Wednesday, September 26, 2012

Positive Self-Assurance

There was this guy who was around for a while when I was getting sober.  I didn't like him much, which is not surprising for a guy who hates everyone.  He had a house and a car and a girlfriend so that may have had something to do with it.  I had a car but he had a nice car, probably one that started even when it was wet or cold or very hot or hadn't been run in the last 20 minutes or so.  He was a salesman as I recall; I didn't much like salesmen then which is why I became one.  I figured I could change the whole profession.  I'm like that - I think big so that I have plenty of opportunities to beat the shit out of myself when I fall short.

Anyway, this guy - like many of us - thought he could beat his alcoholism with pure force of will.  We do that.  We think about things until our heads blow up or fall off, figuring there's a solution for everything in there.  And we grab the bull by the horns and come up with solid, forceful game plans that have absolutely no chance of succeeding, as any sleeping three year old could tell you.  Now that we have it all figured out, we can Take Some Action.  Action can be a very good thing; however, sober action does not equal drunken action which often includes swinging at cops, telling off bosses and late, late night phone calls made in a total blackout. 

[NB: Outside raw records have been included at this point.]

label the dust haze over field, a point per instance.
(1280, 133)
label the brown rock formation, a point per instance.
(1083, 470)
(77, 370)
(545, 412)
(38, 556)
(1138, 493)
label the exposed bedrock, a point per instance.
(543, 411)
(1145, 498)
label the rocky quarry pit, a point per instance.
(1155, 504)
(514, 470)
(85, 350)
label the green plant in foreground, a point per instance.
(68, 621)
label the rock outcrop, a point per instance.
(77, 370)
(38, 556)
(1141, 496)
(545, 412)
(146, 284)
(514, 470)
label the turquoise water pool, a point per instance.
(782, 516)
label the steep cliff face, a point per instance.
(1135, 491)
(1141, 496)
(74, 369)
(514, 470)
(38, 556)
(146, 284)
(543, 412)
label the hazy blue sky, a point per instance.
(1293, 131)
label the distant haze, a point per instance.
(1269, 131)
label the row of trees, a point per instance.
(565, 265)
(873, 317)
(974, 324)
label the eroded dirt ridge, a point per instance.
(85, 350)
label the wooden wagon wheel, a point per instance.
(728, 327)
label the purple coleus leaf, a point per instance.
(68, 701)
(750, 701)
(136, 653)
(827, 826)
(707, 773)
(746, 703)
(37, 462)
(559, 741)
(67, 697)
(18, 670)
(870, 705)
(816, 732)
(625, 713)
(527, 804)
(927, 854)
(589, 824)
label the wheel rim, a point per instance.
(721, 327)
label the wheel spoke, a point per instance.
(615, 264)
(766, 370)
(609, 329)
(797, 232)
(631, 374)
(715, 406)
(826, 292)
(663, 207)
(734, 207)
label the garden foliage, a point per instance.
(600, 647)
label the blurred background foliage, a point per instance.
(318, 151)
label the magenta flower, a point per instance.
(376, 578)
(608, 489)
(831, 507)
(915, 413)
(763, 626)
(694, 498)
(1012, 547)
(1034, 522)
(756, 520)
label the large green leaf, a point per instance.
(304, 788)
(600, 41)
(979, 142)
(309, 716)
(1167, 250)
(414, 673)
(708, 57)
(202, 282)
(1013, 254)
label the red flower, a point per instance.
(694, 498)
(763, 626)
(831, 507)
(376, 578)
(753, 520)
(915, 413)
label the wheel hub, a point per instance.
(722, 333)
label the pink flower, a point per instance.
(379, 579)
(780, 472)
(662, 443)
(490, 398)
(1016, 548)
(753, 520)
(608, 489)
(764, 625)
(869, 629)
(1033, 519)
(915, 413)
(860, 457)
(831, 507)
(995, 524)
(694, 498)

This guy started off on a self-improvement jag.  He began on a Positive Thinking binge; no matter what the problem was he'd attack it with the right mental attitude and emerge victorious.  He quickly wearied of all the positivity and veered into Assertive Therapy.  He'd take people, places, and things and Bend Them To His Will through sheer mental gymnastics.

"I was walking around absolutely murdering people with positive self-assurance," he said.

On the golf course one day, after shanking shot after shot into the rough, cheerfully asserting that everything was great, his bewildered partner finally said: "What the hell are you talking about.  You just hit a shot out of bounds.  You're not even on the course.  You're terrible."

I don't remember exactly the point of the story.  Something to do with a "fearless and searching moral inventory," I think.  Looking with honesty at who I am and what I've done instead of seeing life through the warped perspective of the asbottom of a whiskey glass.